— Написал я как-то, — рассказывал он, — глупый стишок — эпиграмму. — Достав листок, он прочитал:
Рано утром Анча злая,
из пальто пыль выбивая,
лупит палкою сердито,
на хозяина ворчит,
словно он в пальто сидит:
«Получи-ка, получи-ка, получи-ка!»
Цел хозяин, пыли мало,
и пальто как новым стало.
Только Анча порешила,
что хозяев всех побила…
Гражданин мой, больше злобы!
Окружают нас напасти,
и многоголовой власти
ты проветри гардеробы!
Чисти пыль, кричи и бей,
и ворчи ты сколько хочешь.
И воображай притом,
что республику колотишь
своим тоненьким прутом.
Представьте, пражский цензор это запретил… Ну, скажите, что в этих строках направлено против государственного суверенитета, самостоятельности, целостности, конституционного единства или демократическо-республиканской формы нашей республики?.. Ведь там прямо говорится: «Ворчите, бранитесь, сколько угодно, вам не удастся свалить нашу республику.
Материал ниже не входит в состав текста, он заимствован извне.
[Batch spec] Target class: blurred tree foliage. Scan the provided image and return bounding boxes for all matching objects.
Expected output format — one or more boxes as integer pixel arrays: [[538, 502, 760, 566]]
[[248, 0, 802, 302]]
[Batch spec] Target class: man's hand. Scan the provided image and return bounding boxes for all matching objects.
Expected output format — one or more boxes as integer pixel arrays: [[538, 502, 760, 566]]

Если вы думаете, что ее можно победить, разрушить, — вы так же ошибаетесь, как и та Анча, что, выбивая пыль из хозяйского пиджака, думала, что отлупила хозяина». Вызвали меня ad audiendum verbum — для словесного внушения. Слава богу, начальник, высший советник, понял то, что не дошло до пражского цензора. Впрочем, может быть, и он не понял бы смысла стихотворения, но я, к счастью, состою в партии народных социалистов. Партия вступилась… До чего мы стали мнительны, пан мой!.. Надо и вам вступить в партию. Я избежал уголовного суда только благодаря партии… Вне партии вы одиноки, беззащитны, бессильны. Вы как придорожный чертополох. Кто угодно может вам сбить палкой красную головку, даже не заметив, что поврежденный стебель — это погибший человек. А если вы в партии, на вас смотрят как на луг с шелковой травой, которую не посмеет топтать кто попало.
Этот разговор вдохновил Ландика. Он решил вступить в партию. Вопрос только — в какую?
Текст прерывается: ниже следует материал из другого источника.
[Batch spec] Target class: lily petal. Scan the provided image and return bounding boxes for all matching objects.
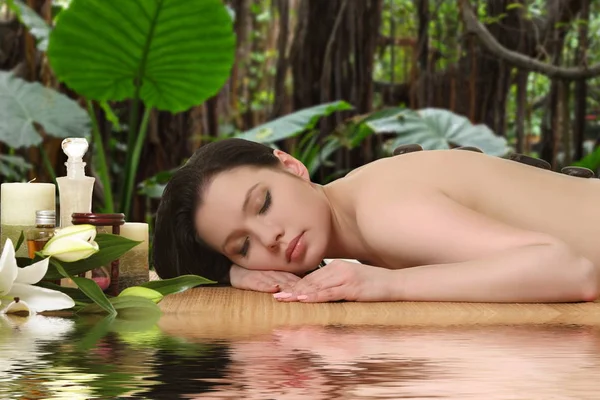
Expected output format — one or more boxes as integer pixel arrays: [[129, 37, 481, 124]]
[[8, 283, 75, 312], [2, 300, 33, 315], [46, 224, 96, 246], [0, 239, 17, 295], [15, 258, 50, 285], [41, 236, 100, 262]]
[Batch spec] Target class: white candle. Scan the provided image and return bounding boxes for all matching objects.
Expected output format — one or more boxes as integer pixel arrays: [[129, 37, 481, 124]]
[[119, 222, 149, 292], [0, 182, 56, 257]]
Партий тогда было более чем достаточно; но чем больше выбор, тем труднее выбрать. Были партии правительственные и оппозиционные. Правительственные — централистского направления, оппозиционные — автономистского. Централисты добивались, чтобы страна была едина, чтоб в ней были одна нация, один парламент, одно правительство, единый суд, администрация, школы, почта, армия, финансы. Автономисты же утверждали, что в республике несколько наций, у каждой есть свой язык, и хотели, чтобы у каждой области был свой особый сейм или хотя бы свой суд, свой аппарат управления и свои школы. У нейтралистских партий был эпитет «чехословацкие», а у автономистских — «словацкие».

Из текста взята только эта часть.